Pump prices could rise on Syria fears

By Collin Eaton

Drivers typically get a break on gasoline after the summer vacation season ends, but the escalating conflict in Syria has spurred a spike in oil prices that could inflate the price at the pump as soon as next week.

U.S. benchmark crude rose $3.09 to $109.01 a barrel Tuesday, its highest price in 18 months, after Defense Secretary Chuck Hagel said the U.S. is ready to take action if President Barack Obama orders a military response to the Syrian regime’s reported use of chemical weapons against its population.

A gallon of regular has averaged about $3.55 nationwide for the last two weeks, and the price often drops after the Labor Day weekend that marks the unofficial end of summer travel.

The turmoil in the Middle East could produce a different price picture.

“Given that oil rallied $3 today, I expect that gas prices over the next week will begin rising, probably 5 to 10 cents a gallon, to reflect the anxiety in the oil market,” said Andy Lipow, president of Houston-based Lipow Associates LLC.

Fears of an escalating conflict in the Middle East — one that could expand beyond Syrian borders to Iran, a much bigger oil player — already have pushed crude prices up, but so far without much effect on prices at the pump.

Regular averaged $3.54 in the U.S. on Tuesday, down from $3.63 a month ago, according to AAA.

In Houston, regular averaged $3.40, down 13 cents from July 27.

Michael Green, a spokesman for AAA, said U.S. gasoline supply is 8 percent higher than a year ago while demand is up only 1 percent.

And daily demand is projected to drop by 300,000 barrels after Labor Day, said Tom Kloza, chief oil analyst for GasBuddy, a consumer-oriented fuel price information service.

He noted, however, that violence in the Middle East has struck U.S. pump prices before — for example, when the uprisings known as the Arab Spring began almost three years ago.

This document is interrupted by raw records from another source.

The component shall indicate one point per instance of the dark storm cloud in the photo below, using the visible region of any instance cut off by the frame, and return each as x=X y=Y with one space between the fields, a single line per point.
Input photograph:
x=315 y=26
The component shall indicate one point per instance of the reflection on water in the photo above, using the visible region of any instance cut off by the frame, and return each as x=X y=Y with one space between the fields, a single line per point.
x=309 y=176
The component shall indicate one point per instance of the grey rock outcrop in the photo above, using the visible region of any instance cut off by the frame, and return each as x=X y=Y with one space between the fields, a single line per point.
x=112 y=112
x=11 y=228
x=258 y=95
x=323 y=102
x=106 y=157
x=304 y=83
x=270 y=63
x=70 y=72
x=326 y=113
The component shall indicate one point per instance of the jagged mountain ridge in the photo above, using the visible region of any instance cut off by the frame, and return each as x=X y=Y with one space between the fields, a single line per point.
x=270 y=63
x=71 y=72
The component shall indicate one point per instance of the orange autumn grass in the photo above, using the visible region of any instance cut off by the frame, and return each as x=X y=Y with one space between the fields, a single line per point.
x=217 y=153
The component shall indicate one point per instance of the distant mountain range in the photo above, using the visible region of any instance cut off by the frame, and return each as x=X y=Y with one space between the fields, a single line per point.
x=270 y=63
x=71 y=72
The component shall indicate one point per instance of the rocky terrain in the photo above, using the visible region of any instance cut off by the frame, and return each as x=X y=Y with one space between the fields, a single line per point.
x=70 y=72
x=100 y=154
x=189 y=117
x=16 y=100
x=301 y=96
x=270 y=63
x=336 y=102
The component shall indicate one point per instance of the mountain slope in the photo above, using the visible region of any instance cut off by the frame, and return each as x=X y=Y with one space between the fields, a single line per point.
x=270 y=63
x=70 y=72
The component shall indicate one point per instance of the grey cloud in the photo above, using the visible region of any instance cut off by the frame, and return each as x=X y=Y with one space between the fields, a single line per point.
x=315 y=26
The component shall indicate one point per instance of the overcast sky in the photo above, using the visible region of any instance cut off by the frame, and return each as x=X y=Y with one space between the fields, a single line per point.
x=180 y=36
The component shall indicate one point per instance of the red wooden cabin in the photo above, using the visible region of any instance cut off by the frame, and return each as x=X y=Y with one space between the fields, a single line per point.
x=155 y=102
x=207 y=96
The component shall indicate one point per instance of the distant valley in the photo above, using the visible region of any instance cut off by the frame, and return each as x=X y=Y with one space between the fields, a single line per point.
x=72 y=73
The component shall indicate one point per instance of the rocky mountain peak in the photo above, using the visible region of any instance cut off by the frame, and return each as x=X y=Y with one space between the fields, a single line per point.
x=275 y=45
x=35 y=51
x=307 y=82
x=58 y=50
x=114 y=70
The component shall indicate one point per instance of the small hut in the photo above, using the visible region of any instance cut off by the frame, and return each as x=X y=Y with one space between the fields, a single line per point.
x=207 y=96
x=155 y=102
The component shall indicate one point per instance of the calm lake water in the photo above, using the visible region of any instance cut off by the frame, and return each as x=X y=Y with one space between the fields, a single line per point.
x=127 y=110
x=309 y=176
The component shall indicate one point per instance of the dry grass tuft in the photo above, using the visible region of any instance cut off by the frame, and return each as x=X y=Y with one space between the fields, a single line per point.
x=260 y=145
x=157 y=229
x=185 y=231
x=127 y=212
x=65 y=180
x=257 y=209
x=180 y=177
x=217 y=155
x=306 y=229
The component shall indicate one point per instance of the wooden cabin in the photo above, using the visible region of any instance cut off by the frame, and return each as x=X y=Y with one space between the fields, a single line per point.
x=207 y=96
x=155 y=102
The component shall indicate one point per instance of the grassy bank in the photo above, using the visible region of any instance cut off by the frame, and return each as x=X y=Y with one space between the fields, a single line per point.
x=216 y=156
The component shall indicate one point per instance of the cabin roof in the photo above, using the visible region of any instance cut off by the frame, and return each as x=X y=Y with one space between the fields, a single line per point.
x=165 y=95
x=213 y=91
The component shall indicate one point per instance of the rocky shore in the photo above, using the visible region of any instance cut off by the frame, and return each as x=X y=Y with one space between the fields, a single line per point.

But domestic oil production has climbed since then, which could blunt the effect of Syrian conflict on gasoline prices even if crude futures rise.

Still, Labor Day weekend is expected to draw out travelers by the millions: About 29.2 million Americans will travel 50 miles or more on the road this weekend, up 4.3 percent from a year ago, according to AAA.

“An increase in futures prices doesn’t always translate into higher prices at the pump, but it’s something consumers should be concerned about as Labor Day approaches,” said Green of AAA.

It’s true — drivers still have to worry about pricey gasoline on a daily basis, said Megan Sakkal, who was filling up her H3 Hummer at a Shell station near downtown Tuesday afternoon on the way to pick up her daughter.

For her, that means combining trips when possible — maybe a stop at the grocery story on the way home instead of a separate trip later.

“For the day-to-day running around, picking up kids, it’s something you try to make as efficient as possible,” Sakkal said.